Japanese writer Keigo Higashino

This is the fourth book in which English-language readers are encountering Kaga, seen most recently in last year’s underwhelming A Death in Tokyo. Here both he and Higashino are back to top form. Which isn’t to say that Kaga has changed very much at all. In fact, one of the points on which Higashino has been stubborn all these years is that people don’t really change. And people who are in the business of ‘solving’ other people cannot afford to change, lest they lose their edge. Sample this passage where Hiromi is meeting Kaga after several years. At their last meeting, Kaga was organising a kendo camp for some of the children Hiromi was teaching theatre to.

“He hadn’t changed at all over the intervening years: his eyes were just as keen and bright, his features were just as strong, and he still gave off that very human sense of warmth. What Hiromi had asked of him was difficult enough, but he had gone well beyond that, trying to teach the children everything they needed to know to acquire perfect sword-fighting technique. In the end, it was Hiromi who had to suggest that perhaps the children were good enough. Kaga was not just a kind man, he was also a man of his word.”

Several story arcs

I was impressed, also, by the way Higashino packs in a lot of story arcs in the third act without making it impossibly dense or cluttered. Every piece of the puzzle is allotted the same degree of detail and solemnity, no theme is dangled just to check it off a list. For instance, in the past as well, Higashino has used Japan’s nuclear history as a plot point, depicting how the shadow of radiation illness still hangs upon a part of the populace. In The Final Curtain, too, one of the ‘people of interest’ is found to have worked at a nuclear power station — the kind of job that leaves its imprint upon the body and mind.

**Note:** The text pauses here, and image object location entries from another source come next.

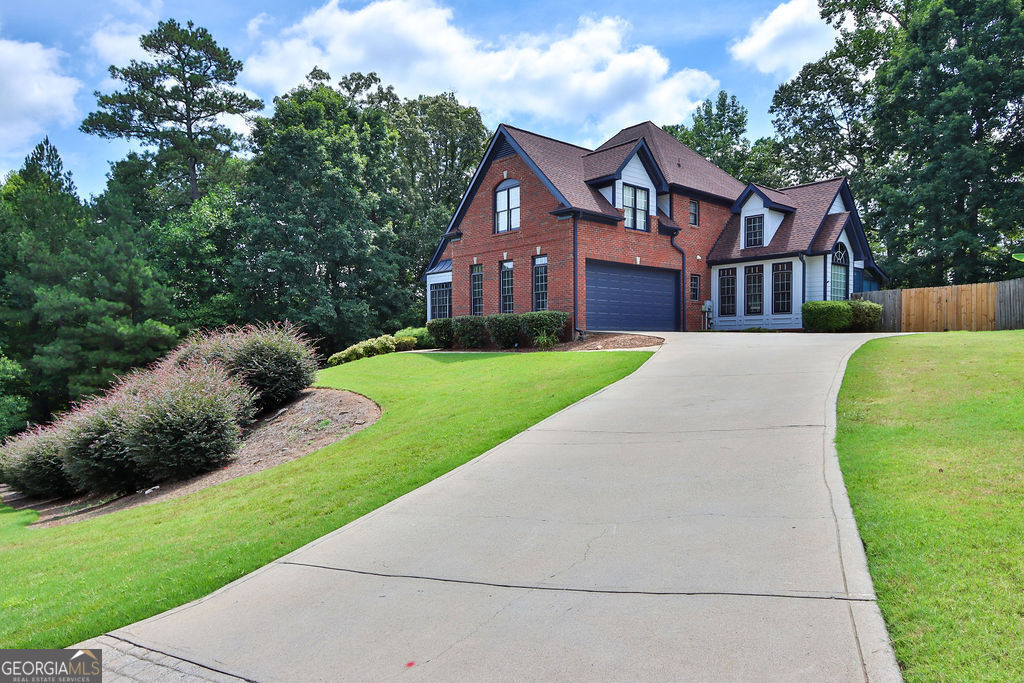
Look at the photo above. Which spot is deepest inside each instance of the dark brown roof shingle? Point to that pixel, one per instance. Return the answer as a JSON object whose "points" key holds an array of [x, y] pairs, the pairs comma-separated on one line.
{"points": [[798, 229], [680, 165]]}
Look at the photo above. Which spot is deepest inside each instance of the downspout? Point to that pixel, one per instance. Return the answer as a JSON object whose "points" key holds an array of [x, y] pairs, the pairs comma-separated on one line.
{"points": [[803, 279], [683, 276], [576, 274]]}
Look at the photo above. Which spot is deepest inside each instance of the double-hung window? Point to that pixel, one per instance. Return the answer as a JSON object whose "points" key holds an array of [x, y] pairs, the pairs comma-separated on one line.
{"points": [[727, 292], [476, 290], [841, 269], [507, 207], [440, 300], [505, 287], [781, 288], [635, 207], [540, 283], [754, 230], [754, 290]]}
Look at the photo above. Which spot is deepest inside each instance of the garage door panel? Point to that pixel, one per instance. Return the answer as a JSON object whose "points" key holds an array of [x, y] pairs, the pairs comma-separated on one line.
{"points": [[631, 297]]}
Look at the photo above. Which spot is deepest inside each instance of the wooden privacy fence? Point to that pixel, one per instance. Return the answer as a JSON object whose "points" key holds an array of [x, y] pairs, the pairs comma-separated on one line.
{"points": [[982, 306]]}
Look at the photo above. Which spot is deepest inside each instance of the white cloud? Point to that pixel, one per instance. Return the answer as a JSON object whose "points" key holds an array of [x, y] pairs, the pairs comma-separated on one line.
{"points": [[792, 35], [592, 78], [37, 94], [117, 43]]}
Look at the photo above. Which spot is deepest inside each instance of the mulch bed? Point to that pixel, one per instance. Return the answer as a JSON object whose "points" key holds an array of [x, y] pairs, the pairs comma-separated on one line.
{"points": [[595, 341], [315, 419]]}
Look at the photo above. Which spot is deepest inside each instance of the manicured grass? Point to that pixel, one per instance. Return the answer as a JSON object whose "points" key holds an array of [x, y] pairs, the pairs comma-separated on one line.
{"points": [[931, 441], [60, 586]]}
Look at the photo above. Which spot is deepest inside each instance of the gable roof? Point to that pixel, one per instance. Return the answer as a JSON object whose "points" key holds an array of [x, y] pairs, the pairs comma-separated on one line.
{"points": [[803, 227], [681, 166]]}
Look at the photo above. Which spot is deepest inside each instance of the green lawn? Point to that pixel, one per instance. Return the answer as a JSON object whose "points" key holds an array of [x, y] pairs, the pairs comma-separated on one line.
{"points": [[931, 441], [60, 586]]}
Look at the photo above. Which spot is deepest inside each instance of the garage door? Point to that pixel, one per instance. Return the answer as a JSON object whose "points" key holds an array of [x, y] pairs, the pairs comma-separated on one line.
{"points": [[631, 297]]}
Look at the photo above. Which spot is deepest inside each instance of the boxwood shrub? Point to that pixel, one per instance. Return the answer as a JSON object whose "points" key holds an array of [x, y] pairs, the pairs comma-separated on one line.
{"points": [[866, 315], [442, 331], [470, 331], [365, 349], [504, 329], [423, 338], [826, 315], [33, 463], [543, 326], [404, 343]]}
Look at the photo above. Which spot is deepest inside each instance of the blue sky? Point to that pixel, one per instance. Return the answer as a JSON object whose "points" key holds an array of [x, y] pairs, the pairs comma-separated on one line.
{"points": [[562, 69]]}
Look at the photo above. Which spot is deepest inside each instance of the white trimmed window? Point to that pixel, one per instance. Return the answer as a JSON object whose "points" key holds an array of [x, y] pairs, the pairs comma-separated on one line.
{"points": [[754, 230], [507, 207], [636, 206]]}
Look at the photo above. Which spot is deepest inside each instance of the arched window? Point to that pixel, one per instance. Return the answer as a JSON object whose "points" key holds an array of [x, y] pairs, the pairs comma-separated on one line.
{"points": [[507, 206], [841, 272]]}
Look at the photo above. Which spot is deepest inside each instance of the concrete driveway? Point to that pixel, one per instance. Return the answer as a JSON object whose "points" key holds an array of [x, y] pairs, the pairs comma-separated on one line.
{"points": [[687, 522]]}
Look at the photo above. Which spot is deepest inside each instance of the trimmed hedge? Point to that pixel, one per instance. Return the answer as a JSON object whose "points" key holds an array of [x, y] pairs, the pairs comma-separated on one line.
{"points": [[442, 330], [33, 463], [275, 359], [423, 338], [470, 331], [826, 315], [404, 343], [545, 328], [866, 315], [504, 329]]}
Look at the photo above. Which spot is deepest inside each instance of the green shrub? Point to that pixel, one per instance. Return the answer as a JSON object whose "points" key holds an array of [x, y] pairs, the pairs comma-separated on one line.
{"points": [[545, 341], [365, 349], [274, 359], [423, 338], [96, 455], [442, 331], [826, 315], [33, 463], [866, 315], [504, 329], [186, 421], [470, 331], [550, 324]]}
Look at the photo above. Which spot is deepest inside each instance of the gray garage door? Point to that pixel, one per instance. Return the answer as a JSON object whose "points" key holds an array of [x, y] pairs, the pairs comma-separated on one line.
{"points": [[631, 297]]}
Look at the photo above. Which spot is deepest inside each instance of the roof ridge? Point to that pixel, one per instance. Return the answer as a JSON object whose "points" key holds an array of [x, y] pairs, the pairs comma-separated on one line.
{"points": [[547, 137], [807, 184]]}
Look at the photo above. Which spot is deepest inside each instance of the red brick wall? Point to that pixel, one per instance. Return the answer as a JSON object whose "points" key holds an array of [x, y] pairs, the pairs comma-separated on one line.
{"points": [[539, 230], [697, 242]]}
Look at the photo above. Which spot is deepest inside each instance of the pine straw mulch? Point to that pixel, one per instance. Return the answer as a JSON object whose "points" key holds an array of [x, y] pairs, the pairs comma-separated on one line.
{"points": [[315, 419]]}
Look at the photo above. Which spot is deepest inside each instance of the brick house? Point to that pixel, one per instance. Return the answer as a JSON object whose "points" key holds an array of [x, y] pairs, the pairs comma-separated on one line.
{"points": [[642, 233]]}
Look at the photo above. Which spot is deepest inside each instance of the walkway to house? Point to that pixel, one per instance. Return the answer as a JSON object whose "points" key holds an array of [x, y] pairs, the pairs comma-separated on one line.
{"points": [[687, 522]]}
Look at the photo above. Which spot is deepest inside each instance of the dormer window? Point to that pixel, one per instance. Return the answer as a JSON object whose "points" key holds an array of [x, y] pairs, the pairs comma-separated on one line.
{"points": [[635, 206], [841, 273], [507, 207], [754, 230]]}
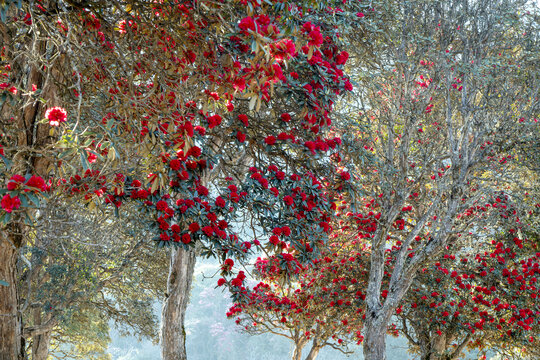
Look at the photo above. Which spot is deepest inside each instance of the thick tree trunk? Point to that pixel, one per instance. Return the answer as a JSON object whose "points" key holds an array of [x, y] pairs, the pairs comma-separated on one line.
{"points": [[313, 353], [11, 340], [173, 335], [40, 346], [40, 341], [375, 338], [299, 344]]}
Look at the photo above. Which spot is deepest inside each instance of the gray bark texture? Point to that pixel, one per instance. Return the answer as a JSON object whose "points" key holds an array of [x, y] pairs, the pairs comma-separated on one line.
{"points": [[40, 340], [375, 337], [313, 353], [173, 335]]}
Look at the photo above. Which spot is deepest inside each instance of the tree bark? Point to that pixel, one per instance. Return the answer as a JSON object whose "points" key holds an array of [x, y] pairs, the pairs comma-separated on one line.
{"points": [[375, 337], [173, 335], [313, 352], [11, 340], [299, 343]]}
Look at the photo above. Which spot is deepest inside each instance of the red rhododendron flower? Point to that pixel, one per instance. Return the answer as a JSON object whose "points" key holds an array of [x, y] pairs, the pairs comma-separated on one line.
{"points": [[220, 202], [286, 117], [345, 176], [288, 200], [270, 140], [15, 182], [161, 205], [36, 182], [175, 164], [186, 239], [194, 151], [10, 203], [194, 227], [240, 136], [56, 115]]}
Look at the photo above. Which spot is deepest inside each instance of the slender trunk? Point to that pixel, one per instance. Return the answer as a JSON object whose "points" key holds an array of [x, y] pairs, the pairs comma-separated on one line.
{"points": [[438, 347], [40, 341], [40, 346], [375, 337], [173, 335], [313, 352], [297, 353], [299, 343], [11, 340]]}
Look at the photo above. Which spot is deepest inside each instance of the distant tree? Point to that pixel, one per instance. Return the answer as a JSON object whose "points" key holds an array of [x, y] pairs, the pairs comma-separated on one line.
{"points": [[81, 271], [441, 105], [159, 104], [481, 293], [321, 303]]}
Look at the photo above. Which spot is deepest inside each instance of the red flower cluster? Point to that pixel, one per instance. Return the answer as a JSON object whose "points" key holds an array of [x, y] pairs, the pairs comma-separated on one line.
{"points": [[56, 116]]}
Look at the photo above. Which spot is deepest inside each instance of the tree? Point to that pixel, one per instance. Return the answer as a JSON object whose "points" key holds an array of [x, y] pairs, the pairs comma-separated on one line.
{"points": [[480, 295], [81, 271], [319, 303], [448, 94], [154, 103]]}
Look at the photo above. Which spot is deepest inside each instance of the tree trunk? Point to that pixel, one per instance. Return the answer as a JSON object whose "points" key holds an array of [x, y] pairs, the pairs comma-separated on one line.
{"points": [[11, 340], [375, 337], [313, 352], [40, 346], [298, 347], [40, 341], [173, 335]]}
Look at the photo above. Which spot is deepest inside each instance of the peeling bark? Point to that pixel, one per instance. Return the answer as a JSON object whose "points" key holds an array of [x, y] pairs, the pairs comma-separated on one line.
{"points": [[173, 335], [11, 340]]}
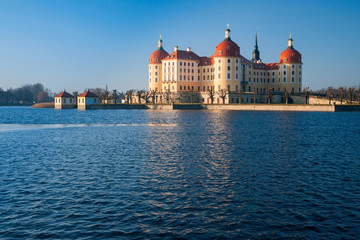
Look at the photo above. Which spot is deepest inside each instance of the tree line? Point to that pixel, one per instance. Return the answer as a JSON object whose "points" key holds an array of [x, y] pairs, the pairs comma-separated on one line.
{"points": [[27, 94]]}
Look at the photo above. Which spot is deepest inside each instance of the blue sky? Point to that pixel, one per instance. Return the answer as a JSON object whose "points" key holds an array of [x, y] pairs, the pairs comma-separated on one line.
{"points": [[85, 44]]}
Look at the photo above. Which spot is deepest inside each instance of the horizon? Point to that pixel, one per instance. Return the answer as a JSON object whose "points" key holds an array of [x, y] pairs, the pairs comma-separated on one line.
{"points": [[89, 44]]}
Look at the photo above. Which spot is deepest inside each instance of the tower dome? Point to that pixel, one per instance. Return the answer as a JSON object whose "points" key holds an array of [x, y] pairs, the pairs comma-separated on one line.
{"points": [[158, 54], [227, 48], [290, 55]]}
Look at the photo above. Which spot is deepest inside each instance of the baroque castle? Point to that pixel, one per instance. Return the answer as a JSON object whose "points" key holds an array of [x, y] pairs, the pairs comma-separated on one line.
{"points": [[225, 70]]}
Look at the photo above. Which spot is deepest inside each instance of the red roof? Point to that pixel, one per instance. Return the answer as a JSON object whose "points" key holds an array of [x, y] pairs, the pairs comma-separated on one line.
{"points": [[205, 61], [290, 55], [186, 55], [157, 56], [227, 48], [64, 94], [88, 94], [271, 66]]}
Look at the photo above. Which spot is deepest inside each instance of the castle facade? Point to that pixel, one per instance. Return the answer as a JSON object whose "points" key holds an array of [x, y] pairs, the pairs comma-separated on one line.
{"points": [[183, 71]]}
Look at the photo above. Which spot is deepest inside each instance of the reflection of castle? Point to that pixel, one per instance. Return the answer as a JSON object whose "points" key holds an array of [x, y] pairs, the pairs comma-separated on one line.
{"points": [[182, 72]]}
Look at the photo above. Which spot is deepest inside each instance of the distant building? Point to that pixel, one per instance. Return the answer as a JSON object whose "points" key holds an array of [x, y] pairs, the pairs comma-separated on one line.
{"points": [[227, 70], [86, 99], [64, 100]]}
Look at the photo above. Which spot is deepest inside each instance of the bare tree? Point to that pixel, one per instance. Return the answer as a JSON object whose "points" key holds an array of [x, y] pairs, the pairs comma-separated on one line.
{"points": [[166, 95], [139, 94], [128, 96], [114, 95], [240, 92], [286, 94], [341, 94], [146, 96], [153, 94], [350, 94], [269, 95], [211, 94], [222, 94], [306, 92], [329, 94]]}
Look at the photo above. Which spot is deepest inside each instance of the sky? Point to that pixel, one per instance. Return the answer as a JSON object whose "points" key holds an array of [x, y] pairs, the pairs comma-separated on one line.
{"points": [[80, 44]]}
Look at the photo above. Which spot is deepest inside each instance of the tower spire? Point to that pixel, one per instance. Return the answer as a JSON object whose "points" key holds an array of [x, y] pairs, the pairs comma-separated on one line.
{"points": [[290, 42], [160, 44], [227, 33], [256, 53]]}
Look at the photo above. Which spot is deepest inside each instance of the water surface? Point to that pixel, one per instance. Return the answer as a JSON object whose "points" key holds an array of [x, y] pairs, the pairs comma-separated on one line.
{"points": [[135, 174]]}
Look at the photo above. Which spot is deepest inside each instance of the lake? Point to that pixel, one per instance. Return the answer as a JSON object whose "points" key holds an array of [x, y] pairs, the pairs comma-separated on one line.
{"points": [[143, 174]]}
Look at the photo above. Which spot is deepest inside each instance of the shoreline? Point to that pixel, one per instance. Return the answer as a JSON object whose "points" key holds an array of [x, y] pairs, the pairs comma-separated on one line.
{"points": [[234, 107]]}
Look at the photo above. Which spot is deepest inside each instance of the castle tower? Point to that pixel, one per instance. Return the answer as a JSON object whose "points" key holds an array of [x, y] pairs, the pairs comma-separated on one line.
{"points": [[256, 53]]}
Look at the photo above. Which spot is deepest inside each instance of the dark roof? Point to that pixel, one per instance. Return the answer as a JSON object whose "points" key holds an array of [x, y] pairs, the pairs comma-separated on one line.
{"points": [[88, 94], [64, 94]]}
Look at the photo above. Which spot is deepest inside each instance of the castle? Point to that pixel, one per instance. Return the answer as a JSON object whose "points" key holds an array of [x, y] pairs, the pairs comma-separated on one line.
{"points": [[183, 72]]}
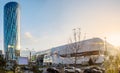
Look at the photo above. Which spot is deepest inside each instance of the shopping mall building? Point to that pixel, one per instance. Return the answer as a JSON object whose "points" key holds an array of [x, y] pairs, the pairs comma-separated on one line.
{"points": [[95, 49]]}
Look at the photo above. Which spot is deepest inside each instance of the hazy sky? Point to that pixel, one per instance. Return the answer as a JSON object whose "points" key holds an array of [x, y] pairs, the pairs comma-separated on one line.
{"points": [[49, 23]]}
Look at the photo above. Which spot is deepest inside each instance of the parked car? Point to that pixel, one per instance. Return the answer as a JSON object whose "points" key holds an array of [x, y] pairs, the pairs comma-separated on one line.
{"points": [[52, 70], [94, 69], [72, 69]]}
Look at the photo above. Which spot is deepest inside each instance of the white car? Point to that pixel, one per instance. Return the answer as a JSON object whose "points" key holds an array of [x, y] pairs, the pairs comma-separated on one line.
{"points": [[72, 69]]}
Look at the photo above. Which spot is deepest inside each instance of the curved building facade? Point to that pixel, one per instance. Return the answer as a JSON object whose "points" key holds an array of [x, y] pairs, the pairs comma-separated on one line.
{"points": [[11, 29]]}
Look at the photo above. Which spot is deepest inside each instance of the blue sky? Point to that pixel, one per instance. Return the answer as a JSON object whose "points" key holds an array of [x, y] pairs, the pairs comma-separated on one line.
{"points": [[49, 23]]}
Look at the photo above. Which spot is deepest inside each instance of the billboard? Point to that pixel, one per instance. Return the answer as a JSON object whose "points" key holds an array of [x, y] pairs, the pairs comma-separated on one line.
{"points": [[22, 61]]}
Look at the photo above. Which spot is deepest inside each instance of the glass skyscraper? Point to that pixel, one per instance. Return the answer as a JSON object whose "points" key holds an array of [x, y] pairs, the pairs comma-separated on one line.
{"points": [[11, 29]]}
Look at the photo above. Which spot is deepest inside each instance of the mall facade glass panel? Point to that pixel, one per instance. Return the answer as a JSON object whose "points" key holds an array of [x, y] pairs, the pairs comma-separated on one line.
{"points": [[11, 29]]}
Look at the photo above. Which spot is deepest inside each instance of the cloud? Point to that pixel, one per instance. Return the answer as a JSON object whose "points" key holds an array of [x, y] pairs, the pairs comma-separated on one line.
{"points": [[28, 35], [30, 38]]}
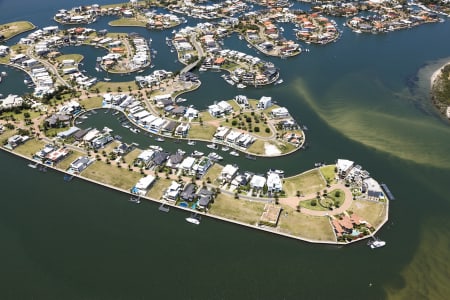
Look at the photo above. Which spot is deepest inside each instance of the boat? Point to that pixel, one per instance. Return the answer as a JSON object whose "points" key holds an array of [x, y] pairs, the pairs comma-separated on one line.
{"points": [[135, 130], [136, 200], [156, 148], [234, 153], [193, 220], [376, 243], [279, 81], [197, 153], [215, 156]]}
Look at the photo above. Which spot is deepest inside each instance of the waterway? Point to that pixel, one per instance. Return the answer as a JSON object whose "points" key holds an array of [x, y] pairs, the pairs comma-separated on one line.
{"points": [[364, 98]]}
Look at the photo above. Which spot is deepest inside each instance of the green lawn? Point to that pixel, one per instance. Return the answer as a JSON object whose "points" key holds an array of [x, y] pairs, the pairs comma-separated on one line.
{"points": [[158, 188], [76, 57], [214, 172], [30, 147], [9, 30], [91, 103], [112, 175], [64, 165], [311, 227], [205, 132], [240, 210], [308, 182], [328, 173]]}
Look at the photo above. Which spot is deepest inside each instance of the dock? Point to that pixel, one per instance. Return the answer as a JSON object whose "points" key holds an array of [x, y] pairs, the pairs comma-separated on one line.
{"points": [[164, 208], [387, 191]]}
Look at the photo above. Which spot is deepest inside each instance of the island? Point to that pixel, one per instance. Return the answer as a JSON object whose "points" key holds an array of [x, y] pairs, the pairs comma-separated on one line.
{"points": [[332, 203]]}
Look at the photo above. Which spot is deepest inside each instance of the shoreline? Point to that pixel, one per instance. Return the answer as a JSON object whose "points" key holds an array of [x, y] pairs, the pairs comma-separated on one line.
{"points": [[216, 217]]}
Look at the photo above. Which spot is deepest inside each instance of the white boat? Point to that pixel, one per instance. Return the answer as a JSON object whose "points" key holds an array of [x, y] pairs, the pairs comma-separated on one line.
{"points": [[193, 220], [156, 148], [279, 81], [215, 156], [376, 243], [135, 130], [234, 153], [197, 153]]}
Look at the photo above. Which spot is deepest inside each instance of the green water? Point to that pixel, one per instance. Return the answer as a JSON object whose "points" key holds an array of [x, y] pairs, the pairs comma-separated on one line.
{"points": [[363, 98]]}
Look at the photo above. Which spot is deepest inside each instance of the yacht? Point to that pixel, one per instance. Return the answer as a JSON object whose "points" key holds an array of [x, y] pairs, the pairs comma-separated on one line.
{"points": [[193, 220], [197, 153], [376, 243], [234, 153], [212, 146]]}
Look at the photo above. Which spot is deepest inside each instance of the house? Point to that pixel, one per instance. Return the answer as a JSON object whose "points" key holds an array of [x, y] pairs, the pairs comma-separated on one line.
{"points": [[228, 173], [187, 165], [56, 156], [264, 102], [188, 193], [280, 112], [143, 185], [202, 165], [257, 182], [144, 158], [172, 192], [81, 163], [205, 197], [17, 140], [160, 158], [174, 160], [182, 130], [274, 183]]}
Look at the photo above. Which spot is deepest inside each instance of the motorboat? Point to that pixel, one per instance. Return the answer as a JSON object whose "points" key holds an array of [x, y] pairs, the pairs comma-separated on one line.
{"points": [[193, 220], [376, 243], [234, 153], [197, 154]]}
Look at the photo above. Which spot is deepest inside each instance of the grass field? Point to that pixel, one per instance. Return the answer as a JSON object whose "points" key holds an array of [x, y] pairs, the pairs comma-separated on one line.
{"points": [[30, 147], [213, 172], [91, 103], [9, 30], [328, 173], [112, 175], [310, 227], [158, 188], [308, 182], [205, 132], [240, 210], [64, 165]]}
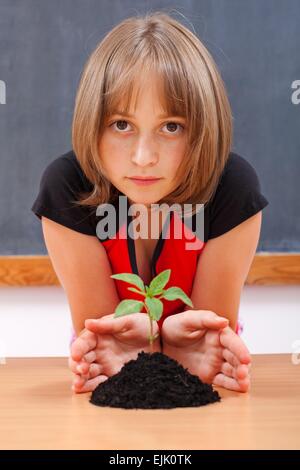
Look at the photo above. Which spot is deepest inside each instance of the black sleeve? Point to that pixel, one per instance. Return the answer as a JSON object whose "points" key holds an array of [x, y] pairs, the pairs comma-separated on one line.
{"points": [[238, 196], [60, 184]]}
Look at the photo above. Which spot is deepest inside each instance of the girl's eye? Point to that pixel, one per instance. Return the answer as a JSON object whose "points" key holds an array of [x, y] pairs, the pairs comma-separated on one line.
{"points": [[171, 126]]}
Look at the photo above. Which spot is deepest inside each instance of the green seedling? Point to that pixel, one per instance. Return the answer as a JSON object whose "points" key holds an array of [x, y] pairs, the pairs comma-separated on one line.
{"points": [[152, 295]]}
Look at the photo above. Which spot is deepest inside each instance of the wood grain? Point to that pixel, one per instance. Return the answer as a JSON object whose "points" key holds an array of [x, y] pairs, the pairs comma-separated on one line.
{"points": [[39, 411]]}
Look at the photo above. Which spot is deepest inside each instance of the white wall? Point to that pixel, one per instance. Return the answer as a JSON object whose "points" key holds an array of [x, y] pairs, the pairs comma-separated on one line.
{"points": [[36, 321]]}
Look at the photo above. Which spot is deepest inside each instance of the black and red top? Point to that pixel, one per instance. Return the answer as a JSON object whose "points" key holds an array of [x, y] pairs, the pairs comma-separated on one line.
{"points": [[238, 197]]}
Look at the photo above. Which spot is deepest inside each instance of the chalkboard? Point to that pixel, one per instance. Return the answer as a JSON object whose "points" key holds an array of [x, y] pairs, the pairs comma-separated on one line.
{"points": [[44, 46]]}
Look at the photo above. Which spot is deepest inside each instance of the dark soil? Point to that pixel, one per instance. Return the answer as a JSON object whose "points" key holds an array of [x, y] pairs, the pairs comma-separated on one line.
{"points": [[153, 381]]}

“Anyone who worked in radiation-controlled areas had to register. The task force had already confirmed that neither Shunichi Watabe nor Mutsuo Koshikawa were on file there. Of course, someone could still have been working under those names in nuclear power plants, just not in any radiation-controlled areas. However, an expert on nuclear power industry staffing issues they had talked to had assured them that that was highly unlikely. In the nuclear business, everyone knew that the best way to earn serious money — more money than was available anywhere else — was to expose yourself to generous amounts of radiation.”

This might be my favorite Higashino of them all, actually. As good as The Devotion of Suspect X and Malice were, this is Higashino operating with sedate mastery. No flashiness, no fuss, just good, solid police procedural writing coupled with a veteran’s insights into the human heart and mind. Highly recommended for all fans of crime fiction.

The Final Curtain
Keigo Higashino
Hachette India
₹699

The writer and journalist is working on his first book of non-fiction.